I'm Dan Kurtz-Valen, and this is the Foreign Affairs Interview.
Look, I think at the end of the day Americans expect that the executive branch works in good faith.
What does it mean to act in good faith?
I think it means to take seriously that any action you take is about more than just the short-term policy impact of politics.
It's about safeguarding the trust that any of us who's ever served in government I know felt or should feel that we are stewards or fiduciaries for a country and we have to hand it off in better shape than we got it.
If one thing can be said to characterize the first months of Donald Trump's second term,
it is his expansive and often norm-breaking use of presidential power, both abroad and at home.
There are the lethal strikes on boats alleged to be smuggling drugs in the Caribbean,
the range of tariffs he's imposed,
the way he's gone after enemies and withheld funds and restructured the federal workforce.
The list could go on.
Trump has disregarded constraint after constraint on the power of the executive.

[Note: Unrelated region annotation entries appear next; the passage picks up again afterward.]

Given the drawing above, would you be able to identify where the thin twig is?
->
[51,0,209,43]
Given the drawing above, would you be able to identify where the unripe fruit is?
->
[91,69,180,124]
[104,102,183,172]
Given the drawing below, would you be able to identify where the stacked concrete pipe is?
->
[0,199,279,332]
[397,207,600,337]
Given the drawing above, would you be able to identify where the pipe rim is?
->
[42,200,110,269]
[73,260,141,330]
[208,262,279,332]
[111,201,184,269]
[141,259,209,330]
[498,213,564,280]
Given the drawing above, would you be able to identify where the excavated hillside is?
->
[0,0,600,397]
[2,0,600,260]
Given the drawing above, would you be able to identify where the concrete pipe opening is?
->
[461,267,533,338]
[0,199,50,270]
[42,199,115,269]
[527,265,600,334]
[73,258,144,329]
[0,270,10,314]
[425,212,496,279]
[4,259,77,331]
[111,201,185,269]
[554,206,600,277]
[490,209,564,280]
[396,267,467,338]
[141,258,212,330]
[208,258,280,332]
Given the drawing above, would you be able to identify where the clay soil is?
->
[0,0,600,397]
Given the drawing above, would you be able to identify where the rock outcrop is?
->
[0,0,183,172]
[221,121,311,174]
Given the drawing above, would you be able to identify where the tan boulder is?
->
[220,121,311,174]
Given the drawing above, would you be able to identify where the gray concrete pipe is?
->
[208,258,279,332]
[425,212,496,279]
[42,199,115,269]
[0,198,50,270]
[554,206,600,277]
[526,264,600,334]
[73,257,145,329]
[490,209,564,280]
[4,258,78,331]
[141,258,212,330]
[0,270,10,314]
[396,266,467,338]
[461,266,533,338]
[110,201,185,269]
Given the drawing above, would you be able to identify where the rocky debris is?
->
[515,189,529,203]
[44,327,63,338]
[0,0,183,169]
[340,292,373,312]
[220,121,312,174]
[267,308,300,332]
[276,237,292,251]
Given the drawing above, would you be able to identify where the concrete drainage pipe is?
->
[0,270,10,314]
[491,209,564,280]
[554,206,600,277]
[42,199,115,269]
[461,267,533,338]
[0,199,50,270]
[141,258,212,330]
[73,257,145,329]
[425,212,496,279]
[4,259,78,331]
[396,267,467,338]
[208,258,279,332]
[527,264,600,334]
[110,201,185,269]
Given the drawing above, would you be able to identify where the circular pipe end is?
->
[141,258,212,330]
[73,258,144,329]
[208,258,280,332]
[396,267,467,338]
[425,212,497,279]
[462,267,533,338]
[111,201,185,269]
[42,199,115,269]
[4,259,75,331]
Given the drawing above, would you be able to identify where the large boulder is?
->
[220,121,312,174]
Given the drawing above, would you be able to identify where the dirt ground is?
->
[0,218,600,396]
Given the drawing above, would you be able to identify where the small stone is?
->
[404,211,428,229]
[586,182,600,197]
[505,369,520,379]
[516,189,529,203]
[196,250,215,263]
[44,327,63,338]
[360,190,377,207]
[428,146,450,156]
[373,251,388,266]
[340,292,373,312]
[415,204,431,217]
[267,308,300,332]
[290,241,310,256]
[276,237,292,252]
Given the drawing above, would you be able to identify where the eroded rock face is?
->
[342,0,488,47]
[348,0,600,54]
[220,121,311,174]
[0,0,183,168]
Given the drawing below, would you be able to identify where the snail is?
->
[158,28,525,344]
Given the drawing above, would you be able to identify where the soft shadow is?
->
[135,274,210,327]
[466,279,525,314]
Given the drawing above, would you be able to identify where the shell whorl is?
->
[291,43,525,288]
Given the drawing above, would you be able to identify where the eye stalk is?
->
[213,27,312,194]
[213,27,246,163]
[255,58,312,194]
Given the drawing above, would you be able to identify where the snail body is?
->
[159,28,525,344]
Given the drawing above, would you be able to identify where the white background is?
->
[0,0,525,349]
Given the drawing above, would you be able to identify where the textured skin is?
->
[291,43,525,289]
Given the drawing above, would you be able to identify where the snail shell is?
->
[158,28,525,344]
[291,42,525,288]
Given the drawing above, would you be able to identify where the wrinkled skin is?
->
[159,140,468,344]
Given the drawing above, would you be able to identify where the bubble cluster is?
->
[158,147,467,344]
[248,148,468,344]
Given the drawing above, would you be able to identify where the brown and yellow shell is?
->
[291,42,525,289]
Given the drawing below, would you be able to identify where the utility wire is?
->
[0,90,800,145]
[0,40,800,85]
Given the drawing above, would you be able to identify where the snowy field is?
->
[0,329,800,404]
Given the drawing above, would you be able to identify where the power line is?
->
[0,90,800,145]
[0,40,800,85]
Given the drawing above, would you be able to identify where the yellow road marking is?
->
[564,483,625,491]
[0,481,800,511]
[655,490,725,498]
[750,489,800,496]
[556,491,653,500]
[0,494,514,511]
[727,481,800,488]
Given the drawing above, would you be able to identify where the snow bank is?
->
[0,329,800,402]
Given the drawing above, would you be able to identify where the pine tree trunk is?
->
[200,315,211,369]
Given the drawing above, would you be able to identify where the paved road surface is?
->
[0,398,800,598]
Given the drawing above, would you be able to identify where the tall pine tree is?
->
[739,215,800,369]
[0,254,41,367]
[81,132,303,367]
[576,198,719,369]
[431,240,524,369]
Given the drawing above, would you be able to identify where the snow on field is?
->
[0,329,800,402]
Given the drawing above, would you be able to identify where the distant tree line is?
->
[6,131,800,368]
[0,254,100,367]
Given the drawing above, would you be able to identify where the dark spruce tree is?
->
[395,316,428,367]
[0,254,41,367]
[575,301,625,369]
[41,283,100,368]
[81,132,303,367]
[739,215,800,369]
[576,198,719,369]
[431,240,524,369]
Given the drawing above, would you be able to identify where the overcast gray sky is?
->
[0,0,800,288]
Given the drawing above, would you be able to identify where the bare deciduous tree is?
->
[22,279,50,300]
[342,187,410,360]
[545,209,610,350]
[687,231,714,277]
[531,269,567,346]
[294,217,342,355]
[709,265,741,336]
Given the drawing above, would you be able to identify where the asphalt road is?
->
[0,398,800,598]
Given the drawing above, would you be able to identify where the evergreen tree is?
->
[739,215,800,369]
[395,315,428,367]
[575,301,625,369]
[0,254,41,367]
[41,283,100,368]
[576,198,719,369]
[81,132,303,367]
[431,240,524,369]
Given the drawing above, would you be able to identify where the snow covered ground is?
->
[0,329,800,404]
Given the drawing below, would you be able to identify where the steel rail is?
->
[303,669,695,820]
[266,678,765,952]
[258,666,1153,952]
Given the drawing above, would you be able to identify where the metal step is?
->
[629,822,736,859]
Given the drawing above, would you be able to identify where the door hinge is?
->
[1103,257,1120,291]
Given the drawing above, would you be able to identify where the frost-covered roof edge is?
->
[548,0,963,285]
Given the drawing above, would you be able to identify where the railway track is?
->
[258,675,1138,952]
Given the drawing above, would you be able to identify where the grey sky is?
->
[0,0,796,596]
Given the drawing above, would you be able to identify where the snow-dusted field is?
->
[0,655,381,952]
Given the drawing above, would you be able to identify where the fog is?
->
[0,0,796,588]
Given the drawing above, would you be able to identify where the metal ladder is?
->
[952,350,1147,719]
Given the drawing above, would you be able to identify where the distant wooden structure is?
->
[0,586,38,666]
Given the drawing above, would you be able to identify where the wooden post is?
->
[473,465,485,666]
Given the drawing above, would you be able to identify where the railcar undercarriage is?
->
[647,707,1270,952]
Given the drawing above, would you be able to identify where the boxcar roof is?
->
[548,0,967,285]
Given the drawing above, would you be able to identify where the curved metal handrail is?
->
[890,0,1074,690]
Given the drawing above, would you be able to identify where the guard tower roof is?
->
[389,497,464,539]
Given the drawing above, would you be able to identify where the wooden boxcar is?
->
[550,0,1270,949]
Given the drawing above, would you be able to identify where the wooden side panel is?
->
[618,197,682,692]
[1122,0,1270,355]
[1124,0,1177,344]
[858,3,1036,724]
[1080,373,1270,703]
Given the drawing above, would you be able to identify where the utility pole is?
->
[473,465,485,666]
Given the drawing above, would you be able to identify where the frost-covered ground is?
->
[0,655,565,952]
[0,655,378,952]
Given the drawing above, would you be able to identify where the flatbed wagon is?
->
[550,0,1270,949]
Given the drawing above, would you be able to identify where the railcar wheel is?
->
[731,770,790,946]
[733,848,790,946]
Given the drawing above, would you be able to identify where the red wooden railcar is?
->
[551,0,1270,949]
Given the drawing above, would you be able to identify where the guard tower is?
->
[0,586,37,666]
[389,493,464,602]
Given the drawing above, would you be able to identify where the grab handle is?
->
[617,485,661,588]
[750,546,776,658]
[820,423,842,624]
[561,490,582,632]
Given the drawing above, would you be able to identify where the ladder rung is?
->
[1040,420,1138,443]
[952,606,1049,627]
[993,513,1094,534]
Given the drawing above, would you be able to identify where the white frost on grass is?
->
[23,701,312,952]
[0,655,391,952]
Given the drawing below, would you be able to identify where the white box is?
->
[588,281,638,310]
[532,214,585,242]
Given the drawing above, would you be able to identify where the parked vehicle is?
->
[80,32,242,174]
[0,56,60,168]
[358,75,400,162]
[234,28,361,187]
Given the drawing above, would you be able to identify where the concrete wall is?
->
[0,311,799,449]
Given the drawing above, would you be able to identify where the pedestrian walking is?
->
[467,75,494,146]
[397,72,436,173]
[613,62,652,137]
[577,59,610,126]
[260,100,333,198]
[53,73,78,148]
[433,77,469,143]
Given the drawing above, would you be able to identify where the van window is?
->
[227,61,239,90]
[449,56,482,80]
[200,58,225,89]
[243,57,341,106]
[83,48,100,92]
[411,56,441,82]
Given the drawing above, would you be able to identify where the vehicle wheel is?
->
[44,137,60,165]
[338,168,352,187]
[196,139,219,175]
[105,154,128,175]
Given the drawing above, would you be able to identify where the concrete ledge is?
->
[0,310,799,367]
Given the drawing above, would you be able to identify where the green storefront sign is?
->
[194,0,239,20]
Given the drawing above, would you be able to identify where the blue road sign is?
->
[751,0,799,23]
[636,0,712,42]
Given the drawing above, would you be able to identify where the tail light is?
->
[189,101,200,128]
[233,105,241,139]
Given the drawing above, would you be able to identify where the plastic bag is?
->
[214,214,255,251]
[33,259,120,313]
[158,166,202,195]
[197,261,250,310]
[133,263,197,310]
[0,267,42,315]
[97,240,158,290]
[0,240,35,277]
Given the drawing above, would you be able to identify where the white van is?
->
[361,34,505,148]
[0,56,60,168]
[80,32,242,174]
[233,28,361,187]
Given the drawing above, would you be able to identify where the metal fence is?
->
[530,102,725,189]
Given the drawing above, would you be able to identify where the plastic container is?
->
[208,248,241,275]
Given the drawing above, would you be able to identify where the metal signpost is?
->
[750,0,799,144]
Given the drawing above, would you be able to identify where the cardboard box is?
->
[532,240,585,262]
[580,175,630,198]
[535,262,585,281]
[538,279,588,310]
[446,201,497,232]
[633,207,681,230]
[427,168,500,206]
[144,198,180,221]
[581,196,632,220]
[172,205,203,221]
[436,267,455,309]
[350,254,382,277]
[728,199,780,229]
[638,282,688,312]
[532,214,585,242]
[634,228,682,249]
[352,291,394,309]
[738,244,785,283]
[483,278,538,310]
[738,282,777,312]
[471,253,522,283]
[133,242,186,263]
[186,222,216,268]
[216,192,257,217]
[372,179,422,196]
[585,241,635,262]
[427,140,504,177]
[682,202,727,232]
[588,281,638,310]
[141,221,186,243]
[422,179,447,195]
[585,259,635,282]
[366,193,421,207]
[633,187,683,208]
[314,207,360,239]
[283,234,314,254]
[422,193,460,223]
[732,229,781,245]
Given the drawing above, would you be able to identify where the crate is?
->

and many of the forces expected to check that power in the courts, in Congress,
in the private sector, or media have shown little ability or willingness to do so.
In the early weeks of Trump's second term,
Tino Queer wrote an essay in Foreign Affairs called How to Survive a Constitutional Crisis.
Quear,
a former justice on the California Supreme Court who now serves as president of the Carnegie Endowment for International Peace,
looked at Trump's early moves and tried to lay out a framework for understanding which of them represented just radical shifts in policy,
and which then posed a threat to the very foundations of the American system.